Tous unis avec Paris

La Marseillaise à Madrid, drapeau français à Londres, «ensemble contre la haine» à Bruxelles et des pancartes «We are Charlie» à Washington : des dizaines de milliers de personnes dans le monde ont exprimé dimanche leur solidarité avec la France, meurtrie par des attentats.
À Bruxelles, quelque 20 000 personnes ont marché, sous le slogan «Ensemble contre la haine». «Nous disons notre attachement à la liberté de pensée et d'expression, dans le respect des autres, c'est très important», a commenté le dessinateur belge vedette Philippe Geluck, dans le cortège.
Même mot d'ordre à Vienne («Ensemble contre le terrorisme»), où 12 000 personnes ont défilé à l'appel du gouvernement autrichien et des communautés religieuses.
À Berlin, 18 000 personnes avaient fait le déplacement devant l'ambassade de France. Beaucoup étaient venus en famille et arboraient des pancartes «Berlin ist Charlie» («Berlin est Charlie»), ou encore «Surmonter la terreur», et même une caricature de Mahomet.
«We are Charlie» pouvait-on lire en anglais à Washington sur la pancarte tenue par l'ambassadeur de France Gérard Araud, qui a conduit un cortège de plusieurs milliers de personnes entre le musée de la presse et un mémorial aux forces de l'ordre.
La directrice du Fonds monétaire international (FMI), Christine Lagarde, avait fait le déplacement, ainsi que plusieurs ambassadeurs. Les États-Unis étaient représentés par la secrétaire d'État adjointe chargée des Affaires européennes, Victoria Nuland.
Dans la matinée, Madrid avait donné le coup d'envoi, avec plusieurs centaines de personnes rassemblées Puerta del Sol pour observer plusieurs minutes de silence, avant d'entonner l'hymne français et déployer un drapeau bleu-blanc-rouge. «C'était un acte terriblement barbare, ils ont attaqué des valeurs universelles», déclarait Angel Freire, un enseignant espagnol retraité de 65 ans.
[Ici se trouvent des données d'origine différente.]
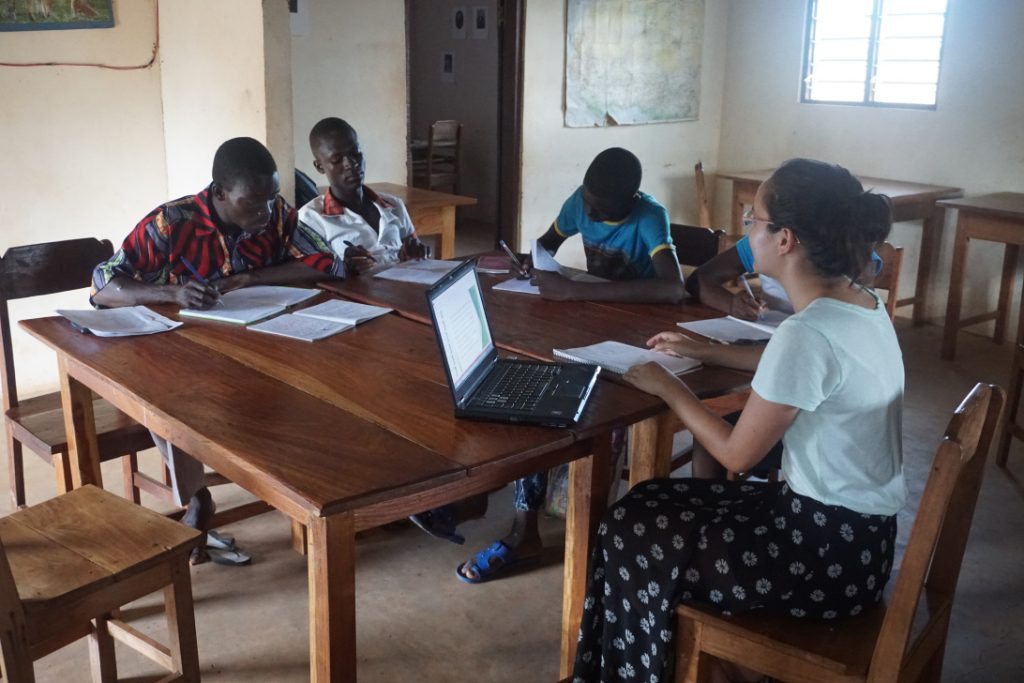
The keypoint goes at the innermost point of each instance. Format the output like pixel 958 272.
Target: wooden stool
pixel 997 217
pixel 68 565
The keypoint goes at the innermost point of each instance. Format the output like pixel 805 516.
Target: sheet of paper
pixel 119 322
pixel 301 327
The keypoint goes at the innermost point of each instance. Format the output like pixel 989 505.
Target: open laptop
pixel 485 387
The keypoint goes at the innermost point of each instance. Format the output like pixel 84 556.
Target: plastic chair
pixel 69 564
pixel 37 423
pixel 901 640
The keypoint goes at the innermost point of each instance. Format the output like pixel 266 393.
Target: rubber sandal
pixel 484 566
pixel 439 523
pixel 229 556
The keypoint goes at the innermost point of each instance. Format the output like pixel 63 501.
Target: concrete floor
pixel 417 622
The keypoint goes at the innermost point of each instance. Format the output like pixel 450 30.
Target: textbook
pixel 729 330
pixel 126 322
pixel 619 357
pixel 251 304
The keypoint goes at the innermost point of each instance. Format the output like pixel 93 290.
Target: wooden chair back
pixel 36 270
pixel 694 245
pixel 704 205
pixel 888 278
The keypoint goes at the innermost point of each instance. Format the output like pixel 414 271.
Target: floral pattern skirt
pixel 735 546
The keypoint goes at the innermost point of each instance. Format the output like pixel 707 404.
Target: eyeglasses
pixel 750 219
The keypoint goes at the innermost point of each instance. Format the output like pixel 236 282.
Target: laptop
pixel 485 387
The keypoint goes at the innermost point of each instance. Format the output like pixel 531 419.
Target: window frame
pixel 872 48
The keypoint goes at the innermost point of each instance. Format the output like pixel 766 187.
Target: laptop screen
pixel 461 325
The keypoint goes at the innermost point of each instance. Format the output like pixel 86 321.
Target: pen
pixel 512 257
pixel 349 244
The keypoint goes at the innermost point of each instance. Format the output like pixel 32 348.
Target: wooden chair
pixel 902 640
pixel 69 564
pixel 704 206
pixel 440 166
pixel 888 278
pixel 38 423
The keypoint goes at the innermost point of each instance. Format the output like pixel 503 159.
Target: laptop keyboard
pixel 516 386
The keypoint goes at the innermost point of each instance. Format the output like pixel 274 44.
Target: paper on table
pixel 119 322
pixel 425 271
pixel 301 327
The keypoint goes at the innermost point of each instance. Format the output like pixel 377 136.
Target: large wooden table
pixel 343 434
pixel 432 212
pixel 910 201
pixel 997 217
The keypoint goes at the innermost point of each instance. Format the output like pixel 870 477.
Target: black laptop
pixel 485 387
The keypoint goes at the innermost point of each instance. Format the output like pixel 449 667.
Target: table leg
pixel 931 226
pixel 1006 289
pixel 650 447
pixel 332 598
pixel 589 484
pixel 80 424
pixel 955 292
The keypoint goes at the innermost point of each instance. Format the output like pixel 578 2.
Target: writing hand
pixel 197 295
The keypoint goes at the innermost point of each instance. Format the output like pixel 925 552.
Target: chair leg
pixel 15 470
pixel 101 658
pixel 181 622
pixel 129 465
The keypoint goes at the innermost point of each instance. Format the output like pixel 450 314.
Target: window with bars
pixel 884 52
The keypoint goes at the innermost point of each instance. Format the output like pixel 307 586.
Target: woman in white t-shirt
pixel 829 384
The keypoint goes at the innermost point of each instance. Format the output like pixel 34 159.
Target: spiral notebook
pixel 619 357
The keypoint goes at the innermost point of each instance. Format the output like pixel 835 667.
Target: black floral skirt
pixel 735 546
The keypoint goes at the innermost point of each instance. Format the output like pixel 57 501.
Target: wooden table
pixel 336 443
pixel 910 201
pixel 997 217
pixel 432 213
Les participants ont ensuite rejoints un rassemblement prévu devant la gare d'Atocha, théâtre des attentats islamistes les plus meurtriers commis en Europe, le 11 mars 2004, avec 191 morts.
À Stockholm, 3000 personnes ont bravé la neige et des températures en-dessous de zéro - et quelques centaines à Oslo - pour brandir des stylos. «Il est important de soutenir la démocratie et la liberté d'expression», selon Goeran Andersson, 72 ans.
À Londres, environ 2000 personnes se sont réunies sur Trafalgar Square, brandissant des crayons et portant des pancartes «Je suis Charlie». Dans la soirée, la mairie de Londres a illuminé la façade de la National Gallery, des fontaines de Trafalgar Square ainsi que le Tower Bridge aux couleurs du drapeau français.
En Irlande, 2000 personnes ont participé à une manifestation, selon la police, avec des pancartes «Je suis Charlie» en langue gaélique.
À Rome, un millier de personnes se sont rassemblées devant l'ambassade de France, chantant pour certaines la Marseillaise, et autant se trouvaient devant le consulat de France à Milan (nord).
À Luxembourg, ils étaient environ 2000 devant l'ambassade de France et à Lisbonne, quelque 200 personnes manifesté.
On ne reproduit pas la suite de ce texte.